The move isn't unexpected. The US never ratified the Rome Statute, the treaty that created the ICC, and drafted the American Servicemembers' Protection Act (ASPA) to shield US military and government officials from prosecution by a court it isn't party to.
The Clinton administration signed the Rome Statute in 2000 but never submitted it for Senate ratification; the Bush administration formally withdrew the signature in 2002. In 2020, the ICC opened an investigation into alleged war crimes by US forces in Afghanistan, after which the first Trump administration sanctioned ICC judges and senior officials — sanctions the Biden administration later lifted.
Tensions escalated again in November 2024, when the ICC issued arrest warrants for Israeli PM Benjamin Netanyahu and former Defense Minister Yoav Gallant over alleged war crimes and crimes against humanity in Gaza, including murder and starvation. The US responded by freezing the assets of a dozen ICC officials, including judges and the chief prosecutor.
The campaign will involve pressuring other countries to leave the court.

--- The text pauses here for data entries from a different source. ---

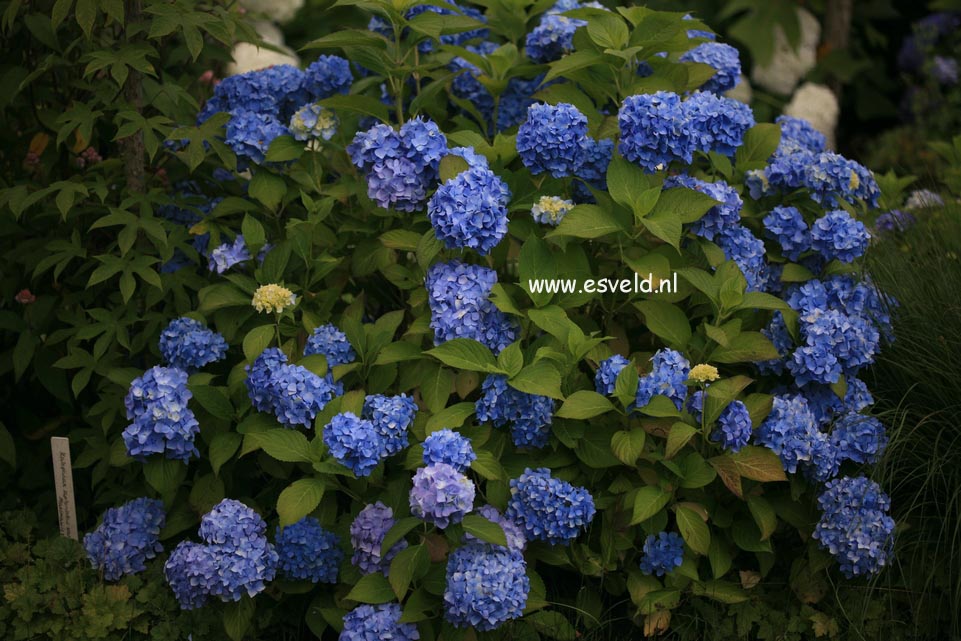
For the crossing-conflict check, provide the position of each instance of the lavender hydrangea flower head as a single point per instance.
(607, 372)
(655, 130)
(127, 537)
(447, 446)
(549, 509)
(458, 297)
(332, 343)
(308, 552)
(391, 416)
(667, 378)
(725, 60)
(486, 586)
(225, 256)
(187, 345)
(529, 415)
(375, 622)
(366, 536)
(551, 139)
(162, 422)
(855, 526)
(838, 235)
(662, 553)
(470, 210)
(441, 495)
(354, 443)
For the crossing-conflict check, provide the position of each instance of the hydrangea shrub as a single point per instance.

Rubio said the US will use every tool available — including travel bans and sanctions — against countries that refuse to "reject the ICC's false authority." Rights groups called Rubio's announcement a bid for impunity as Hague tribunal's decades-long standoff with Washington reached a breaking point.
"The ICC is not claiming jurisdiction over conduct in the United States," Kenneth Roth, former executive director of Human Rights Watch, told The Guardian. "Rubio is dressing up his quest for impunity for American war crimes under the label of national sovereignty, which ignores the sovereign right of other nations to invoke the ICC for crimes committed on their territory." He added: "Trump wants to be able to commit war crimes on the territory of countries that have accepted the court's jurisdiction – that's what this is about."
According to an unnamed official, top officials — including the secretary, deputy secretary, and US ambassadors — "are calling countries as part of a campaign to diplomatically isolate the International Criminal Court and ensure it cannot target Americans," CNN reported. The ICC has not opened any investigations into crimes committed on American soil.